New geologic information in remote tropical, arid, and heavily vegetated areas was acquired by JPL's imaging radar on NASA's second space shuttle flight in November 1981, as reported in the Dec. 3, 1982, edition of Science magazine.

The experiment, called Shuttle Imaging Radar-A (SIR-A), penetrated cloud cover, varying degrees of vegetation, and dry desert sand to provide new geologic information in poorly surveyed regions.

For example, U.S. Geological Survey and JPL scientists studying SIR-A data found that the radar had penetrated beneath the extremely dry Selima Sand Sheet dunes and drift sand of the Arbain (CQ) desert in the Sudan and Egypt to reveal ancient, buried stream beds, geologic structures, and probable Stone Age habitation sites.

In inaccessible, cloud-covered regions of the Amazon, SIR-A data has provided cartographers with detailed images for more complete mapping.

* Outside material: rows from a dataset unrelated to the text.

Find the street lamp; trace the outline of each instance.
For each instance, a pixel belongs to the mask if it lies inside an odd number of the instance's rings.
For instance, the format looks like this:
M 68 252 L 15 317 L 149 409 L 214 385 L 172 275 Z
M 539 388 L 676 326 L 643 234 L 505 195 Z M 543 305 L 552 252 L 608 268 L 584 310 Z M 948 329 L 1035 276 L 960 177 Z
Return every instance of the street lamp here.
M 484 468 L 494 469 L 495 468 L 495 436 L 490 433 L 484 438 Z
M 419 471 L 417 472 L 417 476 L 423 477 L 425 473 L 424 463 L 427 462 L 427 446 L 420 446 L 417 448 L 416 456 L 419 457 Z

The imaging radar also revealed new geologic detail in the southeastern Egyptian desert. Radar images show linear features immediately west of the Red Sea that may be hundreds of millions of years older that the Red Sea Rift, and may have guided the orientation of the rift.

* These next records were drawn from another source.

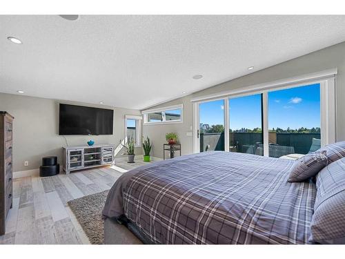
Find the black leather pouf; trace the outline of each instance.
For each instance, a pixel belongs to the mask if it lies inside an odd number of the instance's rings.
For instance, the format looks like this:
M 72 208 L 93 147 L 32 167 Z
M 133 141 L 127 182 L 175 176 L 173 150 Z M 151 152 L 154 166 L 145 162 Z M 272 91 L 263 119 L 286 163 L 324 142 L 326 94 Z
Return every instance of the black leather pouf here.
M 57 175 L 59 172 L 60 165 L 57 164 L 57 157 L 42 158 L 42 166 L 39 166 L 39 176 L 52 176 Z
M 57 157 L 45 157 L 42 158 L 42 166 L 55 166 L 57 164 Z

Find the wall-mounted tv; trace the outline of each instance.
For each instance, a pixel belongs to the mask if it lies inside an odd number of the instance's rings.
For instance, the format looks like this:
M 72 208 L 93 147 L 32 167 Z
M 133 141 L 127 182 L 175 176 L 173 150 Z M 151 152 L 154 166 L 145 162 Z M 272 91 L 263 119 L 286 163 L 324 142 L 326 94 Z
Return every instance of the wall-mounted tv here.
M 59 104 L 59 135 L 112 135 L 114 111 Z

In the mountainous regions of western Guyana in South America, the radar uncovered significant geologic structural detail, despite complete rainforest cover. Lineaments and other major surface features are clearly visible in the images. Field surveys are required in this poorly surveyed region before the features may be interpreted conclusively.

In the Great Kavir salt desert in Iran, SIR-A images complemented imagery from the Landsat geologic satellite and were found to be useful in identifying different surface rock and soil types, and helped determine whether the surface was altered by erosion or fracturing of the surface salt crust. In some areas, strata of the folded Miocene Era (26 million years old) bedrock were visible through the surface, feature usually obscured from view in ground surveys.

SIR-A acquired data over approximately 10 million square kilometers (3.8 million square miles) of Earth. In conjunction with other experiments on NASA's first scientific shuttle payload, SIR-A demonstrated the shuttle's useful role as platform for scientific investigations.

The sensor was returned from space in fully opera tional status. It is being modified and upgraded for second shuttle flight as SIR-B in summer 1984. SIR-B will be a fully digital system, will have higher resolution than SIR A, and will carry an antenna that can be tilted at variable angles for studying different ground and ocean features.

Principal investigator of SIR-A is Dr. Charles Elachi of Caltech's JPL. Co-investigators are from JPL; the U.S. Geological Survey, Flagstaff, Ariz.; the University of Kansas; NASA's Johnson Space Center, Houston, Tex.; the University of Arkansas; Hunting Geology and Geophysics Ltd., U.K.; the French Space Agency; and the Chevron Oil Field Research Co., Calif.